That frame has seen the services of several framebuilders. Ed Litton re-bent the fork (then painted the new fork and re-painted the frame) in 1983. Mark Noble and Dave Levy have both touched up the seat tube/lug reaming, many years apart. (I used an undersized post and shim for decades and un-did Mark's work doing that. 2-bolt posts were a if-you-see-it-buy-it item for about 15 years.) A shop in Seattle (Greenlake I recall) spread it from 120 to 126. It is due for another paint job and I will have Dave Levy add under the DT bottle bosses, move the RD cable housing guide (I hit it with my Pedro's fix gear wrench flipping the wheel) and perhaps I will have seatstay rack mounts added since racks for brake bolt attachment are getting hard to find (but are brain-dead easy to install on cantilevered bikes). All of this work was done by local framebuilders with little wait and at low cost. 4 different cities. The moving of the housing guide is because the bike now has a function that I never really dreamed I would do when I ordered it - serve primarily as a fix gear bike. (I did spec horizontal dropouts specifically so I could. But at the time I didn't even know about double-sided fix gear hubs and the Pedros wrenches were decades from existing.)

So, in the very long haul, steel is a joy to own because it can be modified/repaired so easily and as needs change. And conservative steel, ie the skinny tubed stuff of non-radically strong alloys like 531 is so forgiving for damage, both crash and impact (bike falling over and hitting something and from tools).
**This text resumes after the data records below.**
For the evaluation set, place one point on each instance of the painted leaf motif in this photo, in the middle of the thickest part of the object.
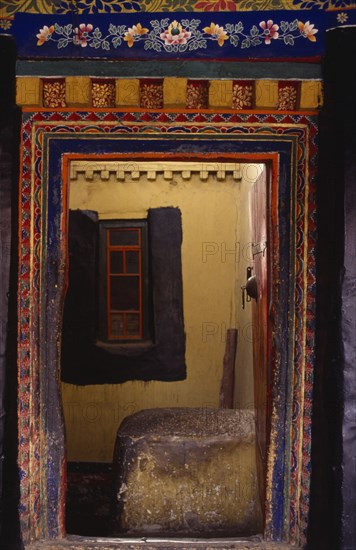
(67, 30)
(95, 43)
(116, 41)
(289, 40)
(256, 41)
(234, 40)
(284, 26)
(63, 43)
(245, 43)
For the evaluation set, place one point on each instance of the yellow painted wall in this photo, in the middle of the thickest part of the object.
(243, 392)
(212, 215)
Real damage is nearly always visible (like the dropouts being 6" from where they belonged after my '83 crash). Even then, that fork was perfectly safe to ride another year while the replacement was on order.

Then there is the ride. I still love it and I've had plenty of time to get tired of it. Haven't yet had a carbon fiber bike and won't (for other reasons) but have two ti bikes. I love them too. Both are much more "purpose built" and do what they do better. The 79pmooney is an all-arounder in the true sense. But it is also an elegant roadster in the long English tradition of road bikes. A fine ride. Sweet steering. Comfortable. Plenty stiff. Good on any road surface. A keeper. I won't do another 40 years and 50,000 miles on it but that won't be the bike's fault. It is ready. Maybe it will under someone else's legs.